Data governance came in as CAEs’ number one audit concern, followed by cybersecurity preparedness. This is in part due to regulatory scrutiny along with related data management challenges such as third-party ecosystems, cyber vulnerabilities and data privacy.
Despite acknowledging the strategic importance of data, GRC’s own observations are that organisations have been slow to adopt data governance frameworks. This incurs a risk of privacy and quality breaches, regulatory fines, loss of public trust as well as fines.
The top three risks for CAEs for 2020
Data governance: Nearly 80% of executives agree their organisations will lose competitive advantage if they do not effectively utilise data. 49% say data can be used to decrease expenses and create new avenues for innovation. More than half the surveyed organisations, however, lack a formal data governance framework and a dedicated budget.
Internal and external auditors should pay special attention to security controls around data assets, data quality controls, data migration plans and backups for critical data assets. They should also review data privacy controls and ensure privacy impact assessments are conducted and issues are actioned. A concept of “privacy by design” should be applied for all projects.
Organisations should have privacy breach identification and response plans in place and these should be regularly tested and continually improved.
Supply chain: Fifty-three percent of senior leaders report an increased dependence on third parties, and in some cases, fourth and fifth parties. Despite the vast access these outside parties have to important business data, the surveyed organisations are generally in a poor position to manage them.
Only 53% of businesses have a strategy to mitigate the risks, and just 28% of organisations continually monitor third parties.

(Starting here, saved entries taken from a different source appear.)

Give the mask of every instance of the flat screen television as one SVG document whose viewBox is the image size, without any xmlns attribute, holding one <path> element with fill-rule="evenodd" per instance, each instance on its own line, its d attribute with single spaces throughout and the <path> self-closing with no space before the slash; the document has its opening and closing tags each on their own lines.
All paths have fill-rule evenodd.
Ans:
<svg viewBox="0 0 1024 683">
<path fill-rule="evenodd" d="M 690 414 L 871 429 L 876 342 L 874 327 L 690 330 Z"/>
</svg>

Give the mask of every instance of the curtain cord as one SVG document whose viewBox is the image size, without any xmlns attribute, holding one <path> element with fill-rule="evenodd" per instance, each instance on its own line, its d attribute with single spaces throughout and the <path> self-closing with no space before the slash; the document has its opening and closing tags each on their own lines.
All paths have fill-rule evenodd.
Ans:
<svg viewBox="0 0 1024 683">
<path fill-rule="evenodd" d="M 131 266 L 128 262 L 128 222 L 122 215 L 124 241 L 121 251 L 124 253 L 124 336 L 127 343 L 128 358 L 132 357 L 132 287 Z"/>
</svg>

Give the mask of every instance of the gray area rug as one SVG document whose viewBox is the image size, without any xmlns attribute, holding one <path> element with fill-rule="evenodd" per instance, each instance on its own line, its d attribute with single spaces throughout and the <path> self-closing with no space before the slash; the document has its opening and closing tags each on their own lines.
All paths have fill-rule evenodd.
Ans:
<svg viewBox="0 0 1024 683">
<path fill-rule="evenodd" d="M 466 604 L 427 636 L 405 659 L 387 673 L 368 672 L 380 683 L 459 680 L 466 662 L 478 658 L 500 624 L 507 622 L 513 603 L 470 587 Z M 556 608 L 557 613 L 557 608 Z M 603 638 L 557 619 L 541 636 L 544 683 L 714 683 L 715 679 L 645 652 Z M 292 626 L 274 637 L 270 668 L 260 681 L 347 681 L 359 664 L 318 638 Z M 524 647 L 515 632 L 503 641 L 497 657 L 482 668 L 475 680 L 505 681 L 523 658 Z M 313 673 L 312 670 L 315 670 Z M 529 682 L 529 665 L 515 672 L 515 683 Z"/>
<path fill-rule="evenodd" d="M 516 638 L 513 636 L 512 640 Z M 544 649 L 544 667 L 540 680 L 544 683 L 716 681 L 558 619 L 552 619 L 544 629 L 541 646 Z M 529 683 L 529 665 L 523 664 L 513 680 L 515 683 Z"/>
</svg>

Continuous monitoring and right-to-audit contract provisions can help ensure that third parties adhere to an organisation’s protocols around data use and behaviour. Organisations should also account for contractual reporting requirements if any third parties experience a breach that compromises its data.
Cyber security: A lack of relevant skills and low cybersecurity budgets means that organisations are falling behind in their attempts to counter the growing number of cyberattacks.
Without an increase in resources, organisations will continue to be unable to mitigate the threat of cyberattacks, leading to potential data breaches, loss of intellectual property and regulatory exposure.
At a minimum, organisations should have foundational security measures in place. This includes ongoing vulnerability management and staff awareness training. A discipline of “security by design” should be adopted whereby security is embedded throughout project management phases and the systems development lifecycle.
Finally, organisations should ensure their cyber incident identification and response plan is regularly tested and improved.